Miss America Betty Cantrell’s parents come home to Warner Robins
After a surreal weekend of parades, parties and pageantry on their daughter’s path to Miss America, Mike and Tassie Cantrell returned home late Tuesday night.
A giant electronic billboard of Betty Cantrell being crowned was one of the first things her father and 15-year-old sister, Sophia, saw driving into Peach County on Interstate 75.
“It just blows my mind,” Mike Cantrell said Wednesday as he was settling back to work at the Cantrell Center in Warner Robins.
He knew his daughter would be a contender, but has been surprised at how fast she’s catapulted into national fame and become a hometown hero.
“She’s obviously very confident in front of a camera,” he said. “She makes people want to be around her and she’s got that gift.”
Tassie Cantrell feels like she’s in a daze.
While the newly crowned Miss America took a 45-minute nap early Monday before tip-toeing barefoot through the Atlantic City surf in her first big public appearance, her mother was up all night trying to fit her daughter’s things into the two-and-a-half suitcases Miss America is allowed on the road.
Although the reality of her daughter’s celebrity is still sinking in, Tassie Cantrell knows Betty has the “it factor” that is hard to describe.
“Betty has this unique ability to make a stage seem small,” Tassie Cantrell said. “No matter how big the stage is, Betty will fill that.”
Before the pageant and knowing the pressures that lay ahead, she encouraged her daughter to give it her all.
Prayers from the family’s priest at Macon’s Holy Cross Greek Orthodox Church, Father John Stefero, helped calm both mother and daughter.
“She’s not nervous on stage,” Tassie Cantrell said. “That’s where she loves to be. She’s more confident on stage than anywhere else. The bigger, the better.”
Her father nicknamed her “60-decibel Betty” when she started singing as a little girl.
“She was so bloody loud,” he said. “She would hurt my mother’s ears, and she was hard of hearing.”
One of the things that makes him so proud as a physical therapist and nutritionist, is his daughter’s healthy children platform.

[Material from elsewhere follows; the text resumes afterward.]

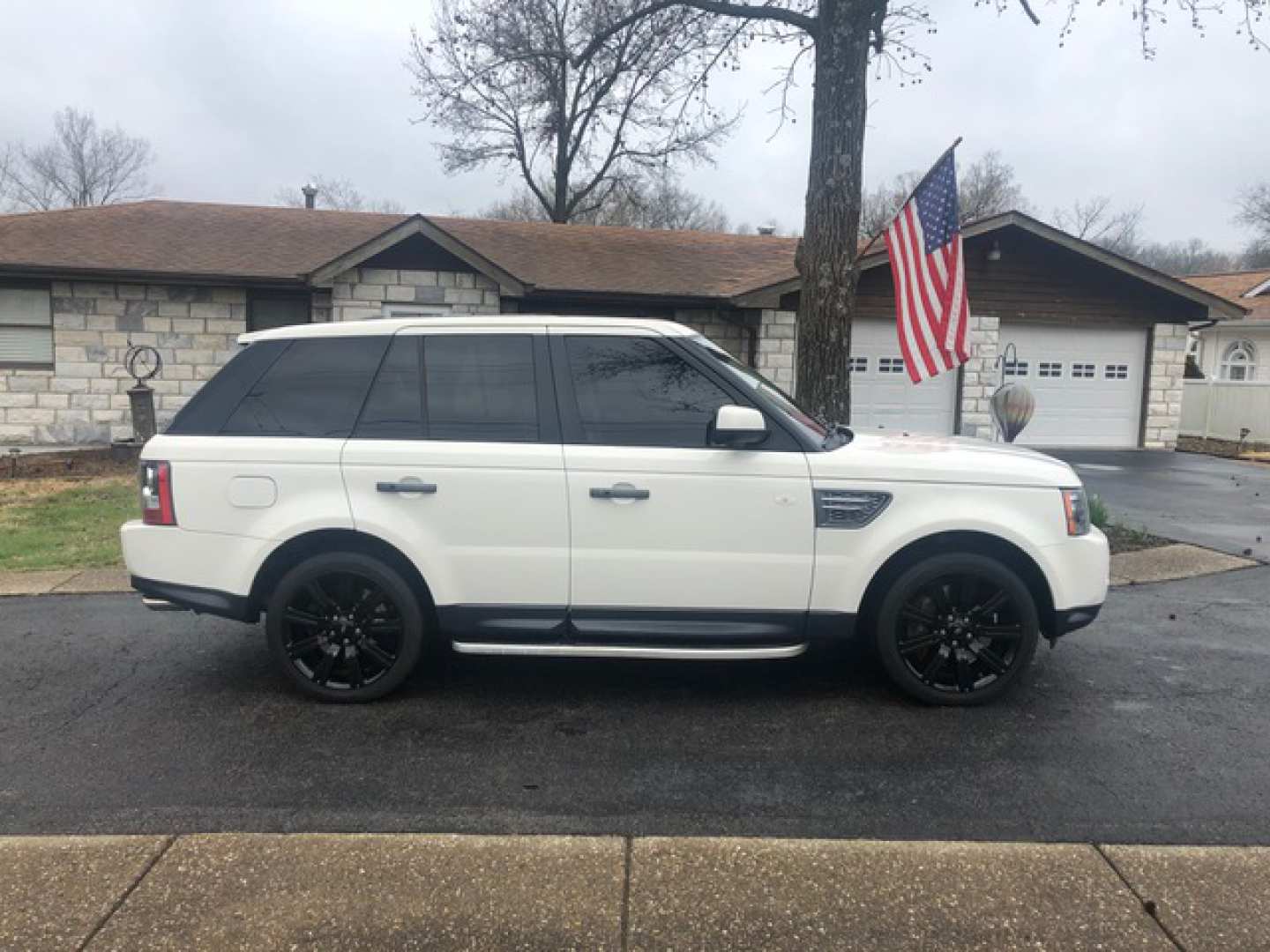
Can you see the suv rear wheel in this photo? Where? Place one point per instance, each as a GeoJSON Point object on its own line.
{"type": "Point", "coordinates": [344, 626]}
{"type": "Point", "coordinates": [958, 629]}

Congratulatory signs are up inside and outside the family’s fitness center on Osigian Boulevard.
It will be a little difficult keeping up with Betty now that she’ll be jet-setting across the country, about 20,000 miles a month.
Miss America hardly ever stays more than 36 hours in one city, her mother said.
But her parents are thrilled Betty will be sharing her talents and message across the country, and even parts of the world through the U.S.O.
“I always felt God wouldn’t give somebody a voice like that if he didn’t intend for her to use it. I just didn’t know how,” Tassie Cantrell said.
Her father will miss her, but doesn’t feel like he’s losing her to the world. They’re too close for that, he said.
“Being a stellar representative of the Miss America organization, they’ve got that in Betty,” he said.